Technique #2:  Write first thing; wake up early if necessary.  You've likely heard this advice before.  That's because it works, and not just for writing.  Whatever is most important in your life, whether itís writing or studying or exercising, do it first thing.  If you don't, life inevitably intervenes.

Example:  A few years ago, I had a twelve-week deadline to write six one-hour scripts, a 60-page instruction booklet, and to complete the altered-state sound engineering for a CD companion album to my first book.  I had to do all this while 1) my co-author was on tour and couldn't help, 2) I was going through a major house remodel, 3) I was working full-time, 4) I was scheduled to travel out of the country for two weeks, and 5) I was preparing for the PNWA's annual 3-day writers conference.  Waking at 5:30 AM every morning and writing allowed me to finish the project on schedule when I otherwise would have been unable to find time to write. 

I realize that not everyone is a "morning person," so rising at the crack of dawn won't work for everybody, but the earlier in the day you can schedule your writing sessions, the better.

 

Technique #3: Use motivational triggers to your advantage.  Almost everyone who loves to write has an activity that, when they're engaged in it, compels them to write.  Maybe it's reading a good book or books by a particular author.  Maybe reading poetry or listening to music (especially cinematic soundtracks) inspires you to dance with the muse.  Maybe what motivates you is watching movies or listening to Uncle Bert tell stories about the old days.
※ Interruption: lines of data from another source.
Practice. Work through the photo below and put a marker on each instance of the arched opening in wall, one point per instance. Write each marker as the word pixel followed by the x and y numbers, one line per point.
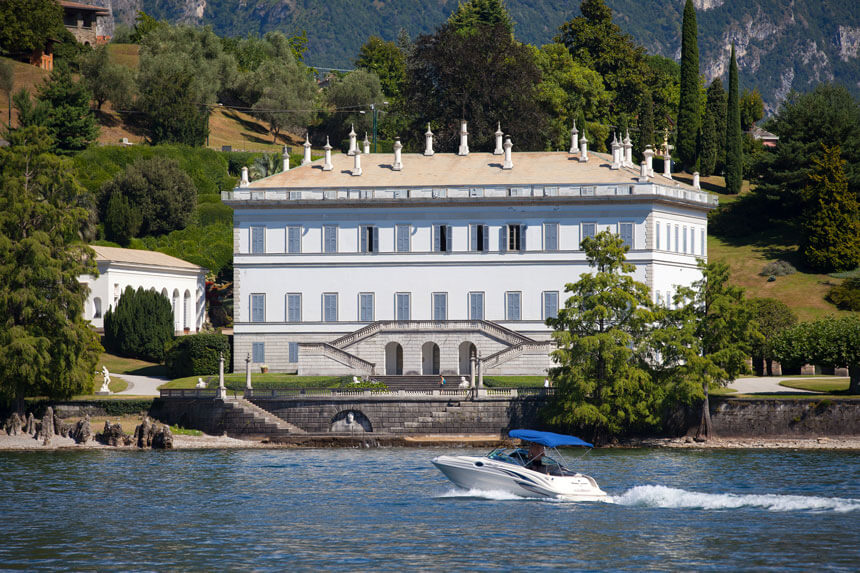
pixel 350 421
pixel 430 358
pixel 393 359
pixel 467 352
pixel 186 311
Example:  There was a period in my life when my only free time was during my work lunch hour.  So I made a  pact with myself:  I'd spend my lunch break alternating between reading a book and writing a chapter on my current project.  I promised myself that I wouldn't write a word until I finished the book I was reading, and I wouldn't read anything else until I'd finished writing my next chapter.

I found that when I was reading, all I wanted to do was write.  And so I'd hurriedly finish my book so I could work on my next chapter.  When I was writing, all I wanted to do was read my next book, so I'd write as quickly as I could so I could read another novel.  During this period I wrote a tremendous amount  of material and finished a great deal of books.

What inspires you to write?  I can't tell you what that is.  It's different for everyone.  Think about it, recognize it when it happens, and habitually engage in that activity to keep you motivated.